Evo Morales proposes that WHO assume control of the drug industry at ALBA-TCP conference - MPPRE

Evo Morales proposes that WHO assume control of the drug industry at ALBA-TCP conference

The Bolivian indigenous leader Evo Morales proposed on Wednesday that the World Health Organization and the States to assume control over the world drug industry, which “cannot be in the hands of private or transnational companies”, as part of an international campaign that raised the member countries of the Bolivarian Alliance for the Peoples of Our America-People’s Trade Treaty (ALBA-TCP).

During his participation as a special guest in the High Level Conference: Post Pandemic Economy at ALBA-TCP, he expressed that “life cannot be a commodity”, highlighting the Cuban and Venezuelan experiences in guaranteeing the right to health.

In economic matters, Evo Morales welcomed ECLAC’s approach by suspending interest payments and foreign debt in the context of the crisis caused by the pandemic. “I think we should jointly debate what we do with the external debt, if it is not to forgive it, how to reschedule, defer payment”, he insisted.

In another order of ideas, he affirmed that “the so-called world power is not such”, referring to the erroneous response of the United States Government to COVID-19, which maintains the North American nation as the epicenter of the pandemic.

He also argued that the:

“line of American politics and the coup, fascist and racist right-wing does not want elections (in Bolivia), they want to postpone indefinitely, they want to depose the 1994 Constitution, through a law decree, which is to return to the colonial State, leaving aside the Plurinational State”.

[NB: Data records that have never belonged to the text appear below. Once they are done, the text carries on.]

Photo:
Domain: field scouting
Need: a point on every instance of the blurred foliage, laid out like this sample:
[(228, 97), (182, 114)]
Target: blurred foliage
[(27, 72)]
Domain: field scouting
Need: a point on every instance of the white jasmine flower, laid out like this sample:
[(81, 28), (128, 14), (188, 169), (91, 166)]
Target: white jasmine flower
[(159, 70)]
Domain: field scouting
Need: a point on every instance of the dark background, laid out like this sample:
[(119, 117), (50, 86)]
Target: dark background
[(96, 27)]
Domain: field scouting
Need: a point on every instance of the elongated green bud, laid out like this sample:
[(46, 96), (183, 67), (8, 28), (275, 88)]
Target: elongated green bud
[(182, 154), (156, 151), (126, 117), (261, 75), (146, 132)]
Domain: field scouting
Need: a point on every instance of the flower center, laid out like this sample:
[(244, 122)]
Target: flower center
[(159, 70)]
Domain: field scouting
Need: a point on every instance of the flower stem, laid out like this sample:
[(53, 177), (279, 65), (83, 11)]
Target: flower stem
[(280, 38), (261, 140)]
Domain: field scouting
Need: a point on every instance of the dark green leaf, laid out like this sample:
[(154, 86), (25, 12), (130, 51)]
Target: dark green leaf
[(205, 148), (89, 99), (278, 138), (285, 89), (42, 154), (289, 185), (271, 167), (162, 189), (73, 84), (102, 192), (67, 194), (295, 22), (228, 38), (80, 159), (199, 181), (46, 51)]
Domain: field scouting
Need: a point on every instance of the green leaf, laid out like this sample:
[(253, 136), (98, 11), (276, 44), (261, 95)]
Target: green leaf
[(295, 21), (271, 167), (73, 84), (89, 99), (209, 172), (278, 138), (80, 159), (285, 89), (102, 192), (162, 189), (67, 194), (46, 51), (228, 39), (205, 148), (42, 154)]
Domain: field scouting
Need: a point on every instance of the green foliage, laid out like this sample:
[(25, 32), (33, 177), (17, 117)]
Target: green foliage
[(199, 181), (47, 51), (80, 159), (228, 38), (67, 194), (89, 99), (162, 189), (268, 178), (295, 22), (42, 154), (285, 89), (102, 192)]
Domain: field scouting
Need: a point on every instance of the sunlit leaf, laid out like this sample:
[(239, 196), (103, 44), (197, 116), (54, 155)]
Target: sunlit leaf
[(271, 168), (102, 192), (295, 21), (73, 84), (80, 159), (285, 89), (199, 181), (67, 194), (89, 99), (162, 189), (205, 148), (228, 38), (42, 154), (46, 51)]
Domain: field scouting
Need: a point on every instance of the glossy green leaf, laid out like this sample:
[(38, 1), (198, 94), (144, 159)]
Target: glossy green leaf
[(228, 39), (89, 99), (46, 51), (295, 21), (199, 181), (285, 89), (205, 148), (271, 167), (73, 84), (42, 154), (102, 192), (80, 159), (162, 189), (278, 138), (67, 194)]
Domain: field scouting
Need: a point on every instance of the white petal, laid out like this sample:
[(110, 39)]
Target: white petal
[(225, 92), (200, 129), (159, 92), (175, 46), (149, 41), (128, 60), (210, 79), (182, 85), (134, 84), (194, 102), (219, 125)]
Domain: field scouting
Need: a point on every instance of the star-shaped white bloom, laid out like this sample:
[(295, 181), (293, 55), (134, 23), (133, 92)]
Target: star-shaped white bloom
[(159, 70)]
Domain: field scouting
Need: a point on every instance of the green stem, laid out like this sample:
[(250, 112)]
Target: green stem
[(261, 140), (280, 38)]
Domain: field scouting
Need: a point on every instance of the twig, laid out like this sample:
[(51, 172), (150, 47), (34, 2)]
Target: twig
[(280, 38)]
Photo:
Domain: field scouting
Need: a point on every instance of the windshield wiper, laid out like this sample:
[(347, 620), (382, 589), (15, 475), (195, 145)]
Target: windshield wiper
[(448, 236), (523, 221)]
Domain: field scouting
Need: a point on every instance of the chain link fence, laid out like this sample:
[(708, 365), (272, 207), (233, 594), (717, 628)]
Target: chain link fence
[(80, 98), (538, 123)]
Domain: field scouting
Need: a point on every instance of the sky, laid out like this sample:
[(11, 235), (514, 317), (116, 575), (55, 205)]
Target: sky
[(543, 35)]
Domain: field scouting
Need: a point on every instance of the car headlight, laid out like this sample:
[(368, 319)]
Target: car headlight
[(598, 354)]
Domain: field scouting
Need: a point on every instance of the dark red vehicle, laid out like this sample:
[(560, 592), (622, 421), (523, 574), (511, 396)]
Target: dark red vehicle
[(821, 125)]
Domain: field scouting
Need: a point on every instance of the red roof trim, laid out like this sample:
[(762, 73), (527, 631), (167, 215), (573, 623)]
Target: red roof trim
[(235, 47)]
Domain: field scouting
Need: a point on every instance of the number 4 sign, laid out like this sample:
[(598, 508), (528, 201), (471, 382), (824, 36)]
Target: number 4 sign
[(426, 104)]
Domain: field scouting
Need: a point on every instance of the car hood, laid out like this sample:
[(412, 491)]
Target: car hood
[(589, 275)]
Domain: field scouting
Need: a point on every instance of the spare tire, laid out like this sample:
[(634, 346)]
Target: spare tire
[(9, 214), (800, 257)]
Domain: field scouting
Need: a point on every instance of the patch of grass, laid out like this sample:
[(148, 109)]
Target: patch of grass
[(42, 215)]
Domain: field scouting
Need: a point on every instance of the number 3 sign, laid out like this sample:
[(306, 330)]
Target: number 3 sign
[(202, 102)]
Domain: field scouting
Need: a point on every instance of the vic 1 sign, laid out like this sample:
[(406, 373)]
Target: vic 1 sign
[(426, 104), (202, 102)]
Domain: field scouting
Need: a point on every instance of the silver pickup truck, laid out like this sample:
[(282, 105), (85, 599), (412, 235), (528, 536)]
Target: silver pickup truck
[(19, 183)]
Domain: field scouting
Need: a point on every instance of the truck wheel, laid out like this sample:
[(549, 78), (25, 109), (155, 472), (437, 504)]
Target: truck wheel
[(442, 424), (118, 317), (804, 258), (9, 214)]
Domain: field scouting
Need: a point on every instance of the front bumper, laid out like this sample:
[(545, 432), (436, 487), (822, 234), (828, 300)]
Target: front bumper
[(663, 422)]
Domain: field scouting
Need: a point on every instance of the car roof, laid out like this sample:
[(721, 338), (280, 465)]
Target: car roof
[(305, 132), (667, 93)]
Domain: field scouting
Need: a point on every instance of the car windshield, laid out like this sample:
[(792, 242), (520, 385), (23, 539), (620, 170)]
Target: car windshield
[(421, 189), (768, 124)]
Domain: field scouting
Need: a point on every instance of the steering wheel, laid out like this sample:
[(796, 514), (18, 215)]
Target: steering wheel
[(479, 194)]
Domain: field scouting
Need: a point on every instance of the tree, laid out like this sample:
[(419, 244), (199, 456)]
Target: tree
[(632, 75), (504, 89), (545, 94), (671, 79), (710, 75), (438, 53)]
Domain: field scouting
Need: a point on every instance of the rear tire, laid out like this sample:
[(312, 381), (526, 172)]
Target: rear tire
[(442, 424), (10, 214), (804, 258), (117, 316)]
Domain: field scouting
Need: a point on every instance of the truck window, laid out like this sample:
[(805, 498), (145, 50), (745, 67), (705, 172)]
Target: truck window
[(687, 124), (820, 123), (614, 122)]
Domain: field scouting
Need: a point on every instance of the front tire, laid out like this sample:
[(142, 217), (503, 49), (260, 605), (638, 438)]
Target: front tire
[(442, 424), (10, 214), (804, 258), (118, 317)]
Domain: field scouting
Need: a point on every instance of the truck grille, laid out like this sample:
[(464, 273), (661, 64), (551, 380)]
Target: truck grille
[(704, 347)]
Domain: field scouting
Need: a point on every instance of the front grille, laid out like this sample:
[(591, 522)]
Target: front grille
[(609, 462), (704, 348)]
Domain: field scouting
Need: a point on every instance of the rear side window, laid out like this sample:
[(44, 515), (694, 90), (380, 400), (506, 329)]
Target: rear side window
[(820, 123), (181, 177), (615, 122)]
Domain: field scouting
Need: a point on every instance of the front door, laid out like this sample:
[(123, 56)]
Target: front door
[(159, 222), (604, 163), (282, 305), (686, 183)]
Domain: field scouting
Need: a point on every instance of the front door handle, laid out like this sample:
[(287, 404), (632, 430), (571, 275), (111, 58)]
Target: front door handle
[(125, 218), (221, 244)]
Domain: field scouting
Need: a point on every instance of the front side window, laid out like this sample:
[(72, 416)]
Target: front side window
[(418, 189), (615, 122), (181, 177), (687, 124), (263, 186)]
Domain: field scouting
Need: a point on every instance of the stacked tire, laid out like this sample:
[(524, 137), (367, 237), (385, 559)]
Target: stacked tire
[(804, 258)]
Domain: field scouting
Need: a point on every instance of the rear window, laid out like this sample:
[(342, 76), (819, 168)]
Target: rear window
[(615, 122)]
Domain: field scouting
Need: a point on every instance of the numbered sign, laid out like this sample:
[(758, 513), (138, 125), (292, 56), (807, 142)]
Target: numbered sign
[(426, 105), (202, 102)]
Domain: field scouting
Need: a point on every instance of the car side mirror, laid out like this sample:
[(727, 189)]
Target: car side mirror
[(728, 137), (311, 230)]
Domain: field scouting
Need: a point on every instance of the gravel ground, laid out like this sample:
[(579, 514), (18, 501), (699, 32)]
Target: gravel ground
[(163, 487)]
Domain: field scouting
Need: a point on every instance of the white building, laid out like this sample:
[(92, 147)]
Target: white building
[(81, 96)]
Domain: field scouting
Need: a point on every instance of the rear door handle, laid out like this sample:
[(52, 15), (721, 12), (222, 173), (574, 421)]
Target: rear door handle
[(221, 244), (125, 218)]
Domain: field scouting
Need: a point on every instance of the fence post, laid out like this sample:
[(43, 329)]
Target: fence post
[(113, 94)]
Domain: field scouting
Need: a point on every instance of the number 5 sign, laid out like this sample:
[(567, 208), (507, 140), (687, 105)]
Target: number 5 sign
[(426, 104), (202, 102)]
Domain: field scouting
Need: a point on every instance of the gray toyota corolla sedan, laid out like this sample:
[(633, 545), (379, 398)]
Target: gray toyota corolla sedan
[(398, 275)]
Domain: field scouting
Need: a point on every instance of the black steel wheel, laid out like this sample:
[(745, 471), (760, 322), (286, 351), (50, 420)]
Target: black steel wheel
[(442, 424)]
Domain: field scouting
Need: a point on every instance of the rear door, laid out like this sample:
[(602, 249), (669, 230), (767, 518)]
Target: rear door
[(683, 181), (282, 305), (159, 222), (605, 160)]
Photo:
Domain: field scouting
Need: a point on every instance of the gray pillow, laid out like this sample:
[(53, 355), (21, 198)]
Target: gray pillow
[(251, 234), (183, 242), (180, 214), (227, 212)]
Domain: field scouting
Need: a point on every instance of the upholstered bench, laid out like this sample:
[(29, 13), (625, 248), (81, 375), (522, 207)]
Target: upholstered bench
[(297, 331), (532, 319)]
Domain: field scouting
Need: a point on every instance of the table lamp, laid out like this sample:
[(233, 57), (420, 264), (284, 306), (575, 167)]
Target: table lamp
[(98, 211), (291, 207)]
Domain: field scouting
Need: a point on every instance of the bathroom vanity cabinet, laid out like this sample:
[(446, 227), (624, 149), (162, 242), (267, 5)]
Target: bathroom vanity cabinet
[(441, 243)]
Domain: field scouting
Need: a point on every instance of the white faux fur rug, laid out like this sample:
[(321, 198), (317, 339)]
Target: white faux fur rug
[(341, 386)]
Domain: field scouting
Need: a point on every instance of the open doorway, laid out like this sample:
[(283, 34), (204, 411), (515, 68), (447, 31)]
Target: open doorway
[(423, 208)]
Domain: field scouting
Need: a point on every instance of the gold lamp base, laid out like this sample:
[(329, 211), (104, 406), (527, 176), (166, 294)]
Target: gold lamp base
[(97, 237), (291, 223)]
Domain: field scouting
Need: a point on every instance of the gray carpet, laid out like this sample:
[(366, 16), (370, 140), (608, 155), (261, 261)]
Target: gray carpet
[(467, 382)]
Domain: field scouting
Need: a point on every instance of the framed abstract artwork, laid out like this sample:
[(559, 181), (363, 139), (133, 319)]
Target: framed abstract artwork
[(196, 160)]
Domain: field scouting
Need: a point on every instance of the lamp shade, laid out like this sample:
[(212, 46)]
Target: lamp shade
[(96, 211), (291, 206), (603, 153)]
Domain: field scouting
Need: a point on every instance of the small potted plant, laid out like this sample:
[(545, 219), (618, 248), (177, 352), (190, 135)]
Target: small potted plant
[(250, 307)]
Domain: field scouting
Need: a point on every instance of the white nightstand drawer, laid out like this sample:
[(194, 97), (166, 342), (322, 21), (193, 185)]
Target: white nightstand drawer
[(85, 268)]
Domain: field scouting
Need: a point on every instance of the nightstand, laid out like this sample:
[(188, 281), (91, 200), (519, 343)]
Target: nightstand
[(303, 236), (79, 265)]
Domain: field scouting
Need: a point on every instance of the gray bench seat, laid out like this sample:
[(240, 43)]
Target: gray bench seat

Morales warned of the danger posed by these intentions of the fascist wing and maintained that his responsibility is “for now to guarantee how to take care of the national elections that are scheduled for September 6”.

Regarding the internal panorama that his country is experiencing, he regretted that areas of the economic sector have begun to be privatized and all the works that were taking place have been paralyzed, in order to stop all public companies, before which “the Bolivian people are outraged, they have been disappointed by the de facto government”.